It’s My Birthday and I’ll Reflect if I want to!

My 30th!
My 30th!

So tomorrow is my birthday. I’m turning 36. Eeeek! That means I am officially closer to 40 than 30. Now that’s a scary thought!

I remember being completely freaked out at the thought of turning 30! Contemplating what I had accomplished to that point. Was I where I should be in life? Where I wanted to be? I didn’t have traditional things like a house or children, but I was happy, and we had big plans!

It doesn’t feel that long ago, my fabulous 30th birthday weekend celebrating with close friends with a winery tour and staying in a beautiful house in the Hunter Valley. Yet so much has happened since then.

So far my 30s have seen some of the best, but also worst, times in my life. 

It was less than a month after my 30th birthday that I started having my first Crohn’s disease symptoms.
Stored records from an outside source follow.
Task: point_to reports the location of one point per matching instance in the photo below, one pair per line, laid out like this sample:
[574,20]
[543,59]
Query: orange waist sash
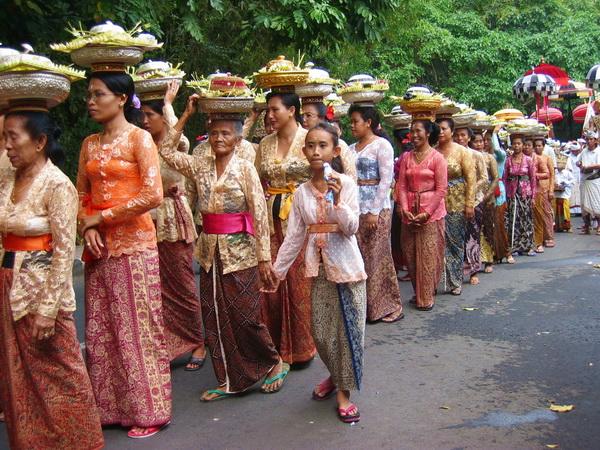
[13,243]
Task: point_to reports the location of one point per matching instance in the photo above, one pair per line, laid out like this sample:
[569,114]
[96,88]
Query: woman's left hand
[371,220]
[335,184]
[43,328]
[87,222]
[172,89]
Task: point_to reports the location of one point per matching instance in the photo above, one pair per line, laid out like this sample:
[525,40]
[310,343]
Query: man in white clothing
[589,163]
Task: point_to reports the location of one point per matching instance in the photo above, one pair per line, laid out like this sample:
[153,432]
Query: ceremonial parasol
[545,115]
[559,75]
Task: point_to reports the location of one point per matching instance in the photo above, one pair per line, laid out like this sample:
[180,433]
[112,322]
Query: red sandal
[345,415]
[324,390]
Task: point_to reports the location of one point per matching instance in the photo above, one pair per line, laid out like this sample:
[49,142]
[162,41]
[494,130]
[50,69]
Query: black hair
[155,105]
[38,124]
[431,128]
[288,99]
[321,109]
[336,163]
[448,120]
[120,83]
[369,113]
[469,131]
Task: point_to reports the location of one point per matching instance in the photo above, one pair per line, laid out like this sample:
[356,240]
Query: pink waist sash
[228,223]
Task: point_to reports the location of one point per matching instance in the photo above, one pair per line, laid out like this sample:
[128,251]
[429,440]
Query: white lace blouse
[375,162]
[338,252]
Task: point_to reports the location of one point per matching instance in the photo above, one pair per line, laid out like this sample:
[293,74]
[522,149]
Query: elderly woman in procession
[45,390]
[234,252]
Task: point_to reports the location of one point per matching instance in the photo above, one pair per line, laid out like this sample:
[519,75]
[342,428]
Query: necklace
[420,156]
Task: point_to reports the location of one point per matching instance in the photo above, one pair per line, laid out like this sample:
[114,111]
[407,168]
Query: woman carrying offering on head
[375,170]
[119,184]
[325,213]
[234,253]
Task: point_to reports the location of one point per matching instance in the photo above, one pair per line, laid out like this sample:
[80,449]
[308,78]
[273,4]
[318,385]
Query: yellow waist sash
[286,206]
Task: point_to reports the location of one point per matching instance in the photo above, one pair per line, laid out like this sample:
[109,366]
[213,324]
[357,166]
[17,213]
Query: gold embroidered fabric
[460,165]
[122,180]
[237,190]
[43,281]
[278,172]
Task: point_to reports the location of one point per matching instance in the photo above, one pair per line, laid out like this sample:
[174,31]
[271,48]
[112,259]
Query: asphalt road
[447,379]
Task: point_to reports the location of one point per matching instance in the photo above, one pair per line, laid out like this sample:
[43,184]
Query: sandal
[194,361]
[285,369]
[349,414]
[143,433]
[219,395]
[393,319]
[324,390]
[425,308]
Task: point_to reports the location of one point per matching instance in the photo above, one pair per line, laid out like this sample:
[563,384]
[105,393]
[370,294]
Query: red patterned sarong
[287,313]
[125,341]
[45,390]
[180,300]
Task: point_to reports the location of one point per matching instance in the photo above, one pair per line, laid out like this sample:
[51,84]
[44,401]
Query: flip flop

These developed and led to the first few years of my 30s living in limbo, swallowed up in sickness, riding a roller coaster with my health. One minute things were on the improve, only to tumble back down and promptly I was reminded how quickly things can change with IBD. How it can literally kick you in the guts.

All the things I had been looking forward to, all those plans (including moving from Sydney to live in London) were put on hold and eventually cancelled. The physical, mental and emotional impact of Crohn’s disease took over and I had some pretty dark times. My 32nd birthday was spent in the emergency department at hospital, where the highlight of my day was being given an extra dessert (peach crumble with custard if I recall). At least I could still eat.

Surprisingly though, despite the difficult times, this period in my life was also incredible for other, more positive reasons. The tough times were interspersed with many heart-warming moments, much growth, self-reflection, and an opening of my eyes and thoughts within the world.

I met some incredible people (doctors, nurses, and strangers), saw such compassion, enhanced my friendships and felt closer to my family and Michael than I ever had before. I became more open and honest. More grateful and appreciative. Definitely more mindful and aware.

Cretan birthday 2014!
Cretan birthday 2014!

Post surgery, since feeling healthy again, I have had some of the best and most incredible experiences in my life. I have travelled to places and done things that I may never have done under other circumstances. This time last year we were toasting my birthday with fresh seafood and ouzo on the island of Crete! 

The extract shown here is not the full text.